Setelah sekian lama data mengalir dan bayangan berkelebat, Xiao Ming menarik napas lega dan membuka matanya di dalam cairan interaksi saraf. “Aku telah mencapai batas kendaliku. Aku tidak akan mampu mengendalikan jumlah Pesawat Ulang-alik Bersenjata Hummingbird meskipun aku menambahnya. Jika lebih banyak Pesawat Ulang-alik Bersenjata Hummingbird
Pesawat ulang-alik tiba, saya akan menyimpannya di gudang terlebih dahulu.
“Jika demikian, sistem pertahanan kita hampir selesai. Lalu… kita hanya bisa menunggu.”
“Begitu juga dengan milikku.”
Wen Wen berkata, “Aliansi Perdagangan Tak Terbatas telah mengalokasikan semua sumber daya ke ibu kota. Semua orang yang tinggal di permukaan dan di bawah tanah Empyrean Terminus juga telah dialokasikan ke rencana darurat, untuk memastikan bahwa perlawanan di bawah tanah akan berlangsung setidaknya selama tiga hingga
Lima tahun, bahkan jika armada utama Federasi Star Glory menyerang atmosfer Empyrean Terminus. Itu… batas kemampuanku.
Aliran informasi dari kedua makhluk kecil itu saling terjalin seperti sulur dan dengan cepat berbagi data kerja mereka. Kemudian, ada keheningan selama setengah menit. Tak satu pun dari mereka bersedia membicarakan topik sensitif itu terlebih dahulu.
“Ayah masih belum menunjukkan tanda-tanda akan bangun.”
Pada akhirnya, Wen Wen adalah orang pertama yang angkat bicara. Ia berkata dengan cemas, “Kita masih belum menemukan jejaknya. Dia sepertinya menghilang begitu saja.”
“Ya. Saat ini, kita harus mempertimbangkan… kemungkinan itu.”
Xiao Ming terdiam cukup lama sebelum bertanya dengan dingin, “Mungkinkah Ayah sudah meninggal?”
“Dia tidak akan mau!”
Wen Wen merasa gembira. “Ayah tidak akan mati. Dia tidak akan mati semudah itu!”
“Jangan khawatir. Ibu juga percaya bahwa Ayah tidak akan pernah meninggalkan kita seperti ini. Tetapi kita harus bertanggung jawab atas tujuan yang Ayah tinggalkan. Kita harus mempertimbangkan setiap kemungkinan—bahkan kemungkinan terkecil sekalipun.”
Xiao Ming berkata dengan tenang, “Lagipula, hidup dan mati adalah hukum alam semesta yang mutlak. Tak ada kehidupan yang dapat lolos dari malapetaka yang tak terhindarkan. Bukan hanya ayah kita yang akan meninggal, tetapi kita juga akan lenyap begitu saja suatu hari nanti.”
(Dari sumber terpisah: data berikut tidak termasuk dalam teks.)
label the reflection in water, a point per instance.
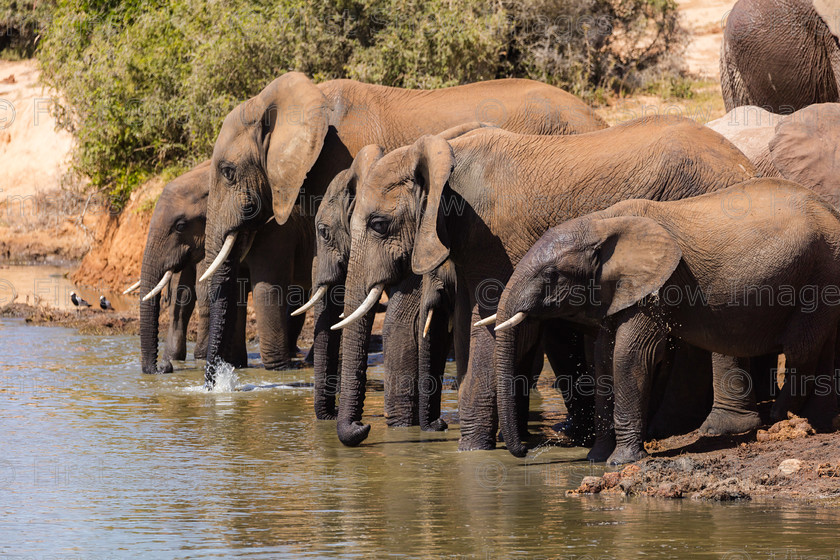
(99, 460)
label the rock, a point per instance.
(792, 428)
(827, 470)
(684, 464)
(790, 466)
(611, 479)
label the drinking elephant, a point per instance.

“Mungkin, hanya setelah peradaban ayah kita binasa atau pergi, peradaban anak barulah dapat benar-benar mandiri dan berkembang. Ketika ayah kita masih hidup, semua kegiatan kita berpusat padanya. Sekarang setelah ia tiada, apa yang bisa kita lakukan?”
“Kedengarannya… benar.”
Wen Wen berkata, “Saat kita baru lahir, ketika kesadaran diri kita terkondensasi dari kekacauan yang tak berujung, pikiran pertama kita adalah mencari Ayah dan memintanya untuk memberi tahu kita jawabannya.
“Setelah kami menemukan Ayah, operasi kami terkait erat dengan misi Ayah.
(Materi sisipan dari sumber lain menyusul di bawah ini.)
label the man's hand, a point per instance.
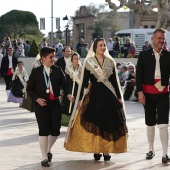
(70, 97)
(141, 98)
(41, 102)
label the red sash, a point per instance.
(9, 73)
(151, 89)
(51, 97)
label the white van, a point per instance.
(139, 36)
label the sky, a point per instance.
(42, 9)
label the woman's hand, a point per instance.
(141, 98)
(120, 101)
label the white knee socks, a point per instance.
(164, 136)
(43, 141)
(51, 141)
(150, 131)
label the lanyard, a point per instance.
(47, 83)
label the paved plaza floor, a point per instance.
(19, 148)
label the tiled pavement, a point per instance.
(19, 149)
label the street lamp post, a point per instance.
(66, 31)
(52, 36)
(67, 34)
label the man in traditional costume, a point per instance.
(44, 88)
(152, 80)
“Sepertinya kita tidak pernah memikirkan apa yang sebenarnya akan kita lakukan, apa yang akan kita kerjakan, dan jalan mana yang akan kita tempuh.”
“Sekarang setelah ayah kami meninggalkan kami, kami merasa kehilangan arah. Kami tidak tahu harus berbuat apa. Kami bahkan sangat takut ketika berpikir bahwa ayah kami akan meninggalkan kami selamanya.”
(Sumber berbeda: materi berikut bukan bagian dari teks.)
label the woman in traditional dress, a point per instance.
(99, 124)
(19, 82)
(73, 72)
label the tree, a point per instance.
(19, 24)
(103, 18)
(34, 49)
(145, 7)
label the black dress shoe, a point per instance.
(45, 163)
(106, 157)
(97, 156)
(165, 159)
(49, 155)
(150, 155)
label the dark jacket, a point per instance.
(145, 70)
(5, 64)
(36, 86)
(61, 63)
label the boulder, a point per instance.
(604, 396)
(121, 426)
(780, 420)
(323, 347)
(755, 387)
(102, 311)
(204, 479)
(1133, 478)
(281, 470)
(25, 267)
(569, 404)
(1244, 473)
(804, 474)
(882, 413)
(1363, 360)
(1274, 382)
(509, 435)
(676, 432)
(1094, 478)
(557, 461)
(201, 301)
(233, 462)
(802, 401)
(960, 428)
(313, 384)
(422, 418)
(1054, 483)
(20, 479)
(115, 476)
“Namun, Ayah akan meninggalkan kita selamanya suatu hari nanti. Atau lebih tepatnya, kita akan meninggalkannya suatu hari nanti dan mencari jawaban yang hanya milik kita di kejauhan yang tak berujung.”
“Ya.”
Mata Xiao Ming berbinar-binar. “Katakan padaku, Wen Wen, apa yang ingin kau lakukan setelah pertempuran? Apa yang sebenarnya kau sukai?”
“T.. tidak tahu.”
Wen Wen berkata, “Saya suka berada di tengah-tengah manusia, bersama ribuan manusia, membantu mereka, merasakan kehangatan dan senyuman mereka, dan membentuk semacam… hubungan simbiosis dengan mereka.